PHYSIOLOGICAL AND MOLECULAR BASES FOR PLANT-PATHOGEN SIGNALING
Project Number: 1275-22000-248-00
Start Date: Mar 20, 2007
End Date: Mar 19, 2012
This project merges two historically successful projects with distinct origins but a common goal, elucidation of critical signals in plant/pathogen interaction and exploitation of the signaling process to improve plant disease resistance. Previously, one project was focused on the biochemical and physiological signals of host/bacterial interactions in the apoplast, while the other examined the molecular signals mediating viroid/host interaction in the symplast. The knowledge base and technical expertise associated with these two projects complement each other very well, and combining them provides a broader and much stronger base for interdisciplinary studies in three specific areas:
Objective 1 - Determine the role of plant apoplastic redox metabolism in signaling early events in host resistance responses.
Objective 2 - Identify structural features of viroid genomes that serve as signals for symplastic replication, movement and pathogenicity.
Objective 3 - Evaluate the relative roles of redox and RNA-based signaling in long distance coordination of host resistance responses.
Objective 1 will use physiological assays previously developed in a cell suspension model system to 1) identify a limited number of plant bacterial interactions that display different physiological states of basal resistance or suppression and 2) characterize the corresponding changes in all detectable apoplastic phenolics and changes in redox status. The same bacterial isolates will also be used in whole plant experiments to 3) characterize the corresponding changes in apoplastic phenolics and redox status. Finally, we will 4) test whether addition of identified phenolics to suspension cells or whole plants interferes with basal resistance elicitation and suppression.

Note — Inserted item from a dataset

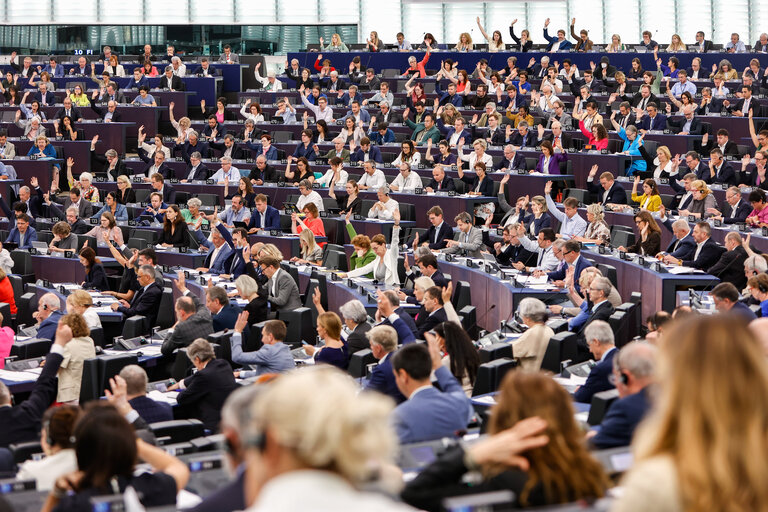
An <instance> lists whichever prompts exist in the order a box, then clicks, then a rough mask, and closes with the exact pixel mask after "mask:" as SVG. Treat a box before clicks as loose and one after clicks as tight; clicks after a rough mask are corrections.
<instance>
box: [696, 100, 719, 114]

Objective 2 will also involve multiple experimental approaches. A combination of Agroinfiltration and in situ hybridization techniques will be used to 1) identify the structural feature(s) of Eggplant latent viroid (ELVd) responsible for its ability to enter the chloroplast. A field study currently underway in Fort Pierce, FL will 2) test the ability of variants of citrus viroid III (CVd-III) to dwarf citrus growing under subtropical conditions. Finally, we will use a Saccharomyces cereviseae (baker’s yeast) experimental system to 3) study viroid transport from the cytoplasm to the nucleus and other fundamental features of viroid-host interaction.
Objective 3 will examine the role of redox and viroid-induced RNA silencing in regulating host responses to infection. Using 454 DNA sequencing technology, we will compare small RNA profiles from four sets of tomato plants; i.e., uninfected control plants; plants infected with either a mild or severe strain of PSTVd; and transgenic plants that constitutively express a noninfectious hairpin RNA derived from PSTVd. Effects on host gene expression will be monitored by microarray analysis with special emphasis on down-regulated genes potentially involved in redox metabolism.